Вскоре пришло то, что, кажется, называлось «лето». «Лэо» — получилось произнести у Кирилла. Летом мух было особенно много, а вот кормили Кирилла реже — иногда приходилось откладывать насекомых про запас, чтобы не мучиться голодной резью в желудке.

Потом похолодало, опали листья, баню снова начали топить и даже в ней мыться. На это время Кирилла выгоняли в предбанник, сажали на цепь у скамейки. Такие дни он любил: иногда удавалось подглядеть, как моются женщины. Как-то раз он даже увидел, как тетя «Маына» — буква «р» ему не давалась — сидит голая на полке и с силой сжимает гроздья бородавок, а меж пальцев струится густой желтоватый гной. Еще его смешила тетка Алефтина — непослушная ручка, растущая из бедра то хватала полотенце, то миску с черной жижей, которой регулярно мазалась тетка.

Наконец, выпал снег. Кирилла даже несколько раз выводили на прогулку — он с удовольствием жевал белую массу, так похожую на сахарок — аж горло заболело; познакомили с Палашкой — та оказалась совсем не злая, лизнула его в нос, а он лизнул в ответ. Вскоре во дворе вновь появилась вкопанная вверх ногами ёлка, но на этот раз у Кирилла вопросов не возникло — наверное, так надо, так правильно. В одну из ночей в небе что-то громко загрохотало, ночь расцвела разноцветными огнями, и Кирилл от страха забился под полок, поджав хвост. При этом, где-то глубоко внутри из его прошлой личности прорывалась какая-то странное, необъяснимое веселье и жуткая, вымораживающая тоска.
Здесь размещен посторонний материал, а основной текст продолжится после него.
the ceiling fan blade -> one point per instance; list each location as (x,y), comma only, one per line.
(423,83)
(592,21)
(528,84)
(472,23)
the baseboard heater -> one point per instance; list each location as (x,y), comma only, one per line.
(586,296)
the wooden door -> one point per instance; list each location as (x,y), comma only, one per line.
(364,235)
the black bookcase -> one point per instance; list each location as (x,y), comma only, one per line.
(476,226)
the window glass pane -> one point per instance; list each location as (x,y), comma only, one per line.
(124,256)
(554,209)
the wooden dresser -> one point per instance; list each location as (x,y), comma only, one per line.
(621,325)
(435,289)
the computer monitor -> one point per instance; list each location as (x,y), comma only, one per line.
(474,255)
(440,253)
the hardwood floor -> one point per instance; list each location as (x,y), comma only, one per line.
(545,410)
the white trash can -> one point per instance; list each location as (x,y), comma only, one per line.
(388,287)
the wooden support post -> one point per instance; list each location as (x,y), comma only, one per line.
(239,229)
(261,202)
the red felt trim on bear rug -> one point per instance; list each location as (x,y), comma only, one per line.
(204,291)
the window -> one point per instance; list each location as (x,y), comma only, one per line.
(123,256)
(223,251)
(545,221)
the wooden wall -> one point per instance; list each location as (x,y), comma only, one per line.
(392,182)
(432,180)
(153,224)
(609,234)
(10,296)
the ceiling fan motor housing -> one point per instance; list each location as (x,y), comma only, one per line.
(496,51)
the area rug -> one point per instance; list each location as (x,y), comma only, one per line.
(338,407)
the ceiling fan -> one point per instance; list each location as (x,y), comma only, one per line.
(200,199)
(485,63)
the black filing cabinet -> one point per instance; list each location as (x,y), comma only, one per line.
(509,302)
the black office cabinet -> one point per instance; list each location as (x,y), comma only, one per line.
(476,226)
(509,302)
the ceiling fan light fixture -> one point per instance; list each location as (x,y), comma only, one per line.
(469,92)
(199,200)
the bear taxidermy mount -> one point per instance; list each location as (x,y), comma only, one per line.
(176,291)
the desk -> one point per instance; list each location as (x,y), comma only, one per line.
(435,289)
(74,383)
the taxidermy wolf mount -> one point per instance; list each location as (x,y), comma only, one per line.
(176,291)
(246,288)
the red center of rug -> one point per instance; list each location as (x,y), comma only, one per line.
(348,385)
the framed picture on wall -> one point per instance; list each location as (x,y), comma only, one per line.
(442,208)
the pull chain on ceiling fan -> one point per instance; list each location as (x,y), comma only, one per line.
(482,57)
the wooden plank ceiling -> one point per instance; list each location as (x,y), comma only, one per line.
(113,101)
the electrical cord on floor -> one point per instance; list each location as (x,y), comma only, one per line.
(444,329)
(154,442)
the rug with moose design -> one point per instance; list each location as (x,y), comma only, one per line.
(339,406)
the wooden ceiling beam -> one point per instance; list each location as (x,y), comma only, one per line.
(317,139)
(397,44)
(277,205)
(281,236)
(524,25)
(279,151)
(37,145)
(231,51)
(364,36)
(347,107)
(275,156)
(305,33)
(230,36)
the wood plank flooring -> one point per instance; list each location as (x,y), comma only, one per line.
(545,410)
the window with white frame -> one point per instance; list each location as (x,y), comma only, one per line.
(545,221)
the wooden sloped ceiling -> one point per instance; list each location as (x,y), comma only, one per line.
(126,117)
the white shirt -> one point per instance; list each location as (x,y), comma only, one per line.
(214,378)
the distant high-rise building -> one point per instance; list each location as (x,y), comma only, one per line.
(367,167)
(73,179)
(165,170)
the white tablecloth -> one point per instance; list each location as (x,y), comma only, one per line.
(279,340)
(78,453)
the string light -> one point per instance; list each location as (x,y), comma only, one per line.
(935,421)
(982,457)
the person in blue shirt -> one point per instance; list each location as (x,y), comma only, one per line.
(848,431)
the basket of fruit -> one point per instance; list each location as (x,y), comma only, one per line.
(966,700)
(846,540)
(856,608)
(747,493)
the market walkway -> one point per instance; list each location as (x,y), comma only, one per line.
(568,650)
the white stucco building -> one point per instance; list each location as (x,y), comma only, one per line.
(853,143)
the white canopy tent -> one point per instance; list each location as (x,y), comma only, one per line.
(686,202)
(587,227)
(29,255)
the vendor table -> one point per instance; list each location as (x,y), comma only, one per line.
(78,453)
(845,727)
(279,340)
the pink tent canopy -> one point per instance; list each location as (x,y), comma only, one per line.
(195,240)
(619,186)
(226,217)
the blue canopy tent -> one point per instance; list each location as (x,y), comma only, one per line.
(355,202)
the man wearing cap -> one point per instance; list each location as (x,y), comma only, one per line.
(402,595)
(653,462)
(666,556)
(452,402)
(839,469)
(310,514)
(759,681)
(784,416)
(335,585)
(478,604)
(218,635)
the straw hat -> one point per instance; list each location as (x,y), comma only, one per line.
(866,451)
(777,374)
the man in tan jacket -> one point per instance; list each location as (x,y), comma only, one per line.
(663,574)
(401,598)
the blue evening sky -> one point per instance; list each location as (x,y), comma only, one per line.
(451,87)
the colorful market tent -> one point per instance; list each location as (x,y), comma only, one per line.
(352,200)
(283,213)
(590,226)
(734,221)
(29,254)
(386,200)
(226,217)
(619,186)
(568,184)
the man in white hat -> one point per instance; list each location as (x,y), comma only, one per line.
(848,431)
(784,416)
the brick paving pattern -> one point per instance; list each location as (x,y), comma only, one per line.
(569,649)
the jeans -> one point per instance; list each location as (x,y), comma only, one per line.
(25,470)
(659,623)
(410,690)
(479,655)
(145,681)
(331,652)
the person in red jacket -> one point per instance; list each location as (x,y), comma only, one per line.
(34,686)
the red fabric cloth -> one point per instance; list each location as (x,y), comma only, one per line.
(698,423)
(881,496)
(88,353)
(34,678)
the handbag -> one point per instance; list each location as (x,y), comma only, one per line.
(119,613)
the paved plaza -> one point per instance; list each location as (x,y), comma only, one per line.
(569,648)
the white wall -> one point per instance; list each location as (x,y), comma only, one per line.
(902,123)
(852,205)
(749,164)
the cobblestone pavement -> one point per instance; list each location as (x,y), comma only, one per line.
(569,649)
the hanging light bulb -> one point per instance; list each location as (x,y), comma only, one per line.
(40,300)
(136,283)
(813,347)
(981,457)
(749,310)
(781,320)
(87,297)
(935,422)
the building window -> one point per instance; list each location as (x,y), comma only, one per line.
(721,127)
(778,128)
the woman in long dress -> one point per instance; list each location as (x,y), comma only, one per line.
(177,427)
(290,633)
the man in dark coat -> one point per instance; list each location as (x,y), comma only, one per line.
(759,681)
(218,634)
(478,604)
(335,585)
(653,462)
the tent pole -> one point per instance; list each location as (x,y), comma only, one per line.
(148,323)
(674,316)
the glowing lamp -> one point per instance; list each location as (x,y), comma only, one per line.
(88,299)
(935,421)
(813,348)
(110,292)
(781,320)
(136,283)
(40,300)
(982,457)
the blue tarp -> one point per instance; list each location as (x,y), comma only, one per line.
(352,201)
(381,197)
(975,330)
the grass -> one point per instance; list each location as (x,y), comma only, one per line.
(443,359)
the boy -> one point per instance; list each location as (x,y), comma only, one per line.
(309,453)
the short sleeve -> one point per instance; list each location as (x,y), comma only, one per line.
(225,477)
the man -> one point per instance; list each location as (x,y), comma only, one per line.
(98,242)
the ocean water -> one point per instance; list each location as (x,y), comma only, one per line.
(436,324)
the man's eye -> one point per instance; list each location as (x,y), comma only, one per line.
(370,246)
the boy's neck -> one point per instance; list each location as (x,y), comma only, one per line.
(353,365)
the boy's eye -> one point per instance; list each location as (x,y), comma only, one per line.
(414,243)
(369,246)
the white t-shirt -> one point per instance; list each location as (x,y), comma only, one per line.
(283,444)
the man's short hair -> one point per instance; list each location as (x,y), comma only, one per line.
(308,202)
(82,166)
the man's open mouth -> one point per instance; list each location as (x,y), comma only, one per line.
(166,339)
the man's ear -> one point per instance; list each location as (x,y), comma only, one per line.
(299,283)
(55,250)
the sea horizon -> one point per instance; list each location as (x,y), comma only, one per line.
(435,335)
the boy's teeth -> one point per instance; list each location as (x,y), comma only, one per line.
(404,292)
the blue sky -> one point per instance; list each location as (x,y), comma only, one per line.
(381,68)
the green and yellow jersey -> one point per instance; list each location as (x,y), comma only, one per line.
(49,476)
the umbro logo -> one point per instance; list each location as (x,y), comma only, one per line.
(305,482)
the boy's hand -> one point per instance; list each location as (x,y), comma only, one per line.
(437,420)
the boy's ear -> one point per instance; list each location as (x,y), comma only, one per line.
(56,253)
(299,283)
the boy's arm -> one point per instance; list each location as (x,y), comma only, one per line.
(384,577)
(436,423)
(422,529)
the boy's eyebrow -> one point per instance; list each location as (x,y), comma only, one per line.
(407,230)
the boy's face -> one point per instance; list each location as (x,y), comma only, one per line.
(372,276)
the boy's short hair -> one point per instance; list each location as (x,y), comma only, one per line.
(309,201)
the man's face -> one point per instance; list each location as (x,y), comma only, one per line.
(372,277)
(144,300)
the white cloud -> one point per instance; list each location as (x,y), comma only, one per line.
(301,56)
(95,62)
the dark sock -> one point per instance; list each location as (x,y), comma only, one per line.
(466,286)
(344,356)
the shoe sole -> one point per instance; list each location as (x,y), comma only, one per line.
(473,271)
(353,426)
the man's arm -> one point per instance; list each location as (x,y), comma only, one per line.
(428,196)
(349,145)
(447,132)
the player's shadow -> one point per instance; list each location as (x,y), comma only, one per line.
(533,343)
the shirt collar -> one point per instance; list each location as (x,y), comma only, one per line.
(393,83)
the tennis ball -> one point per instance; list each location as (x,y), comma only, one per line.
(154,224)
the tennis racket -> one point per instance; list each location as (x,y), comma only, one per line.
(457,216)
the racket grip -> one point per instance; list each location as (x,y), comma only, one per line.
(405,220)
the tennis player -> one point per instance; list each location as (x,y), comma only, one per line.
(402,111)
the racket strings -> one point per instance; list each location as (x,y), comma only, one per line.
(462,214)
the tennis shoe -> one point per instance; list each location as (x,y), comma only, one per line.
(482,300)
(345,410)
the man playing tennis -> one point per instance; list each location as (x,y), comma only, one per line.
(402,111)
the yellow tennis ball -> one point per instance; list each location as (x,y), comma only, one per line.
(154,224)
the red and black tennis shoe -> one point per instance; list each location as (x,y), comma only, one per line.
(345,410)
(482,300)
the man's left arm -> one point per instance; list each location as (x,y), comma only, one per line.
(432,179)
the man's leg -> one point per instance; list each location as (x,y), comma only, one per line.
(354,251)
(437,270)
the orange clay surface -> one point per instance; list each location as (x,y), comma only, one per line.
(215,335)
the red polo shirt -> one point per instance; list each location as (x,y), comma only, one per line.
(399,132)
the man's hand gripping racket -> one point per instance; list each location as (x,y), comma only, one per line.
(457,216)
А на следующий день к нему вновь пришла Лиза. Он, вне себя от радости, спешно подполз к ней, подобострастно боднул лбом в колени, и лишь секунду спустя заметил у Лизы на руках какой-то сверток.

— Вот, Кирюш, познакомься, это Кирилл-младший. В твою честь. Дед Берендей только вчера благословил. Ты уж извини, что раньше не заходила — сам понимаешь, не до того…

Младенец повернулся, окинул Кирилла безразличным расфокусированным взглядом и повернулся к матери, требовательно потянул кофту вверх.

— А что мы хотим? Сисю? Сейчас будет сисю! А кому такому сладкому я сейчас дам сисю?

Лиза задрала кофту, приподняла набухшую от молока грудь, освобождая третий сосок. Кирилл-младший тут же, подобно пиявке, жадно в него впился.

— Ай! Вот ведь чертенок! Клещами не оттянешь. Весь в тебя! — любовно проворковала Лиза, откидывая одеяло. С розовой младенческой попки свисал тоненький, похожий на крысиный, хвостик.

И Кирилл вдруг осознав нечто, не уместившееся в его нынешнем сознании, промычал что-то, но поняв, что не найдет нужных слов, горестно и жалобно завыл.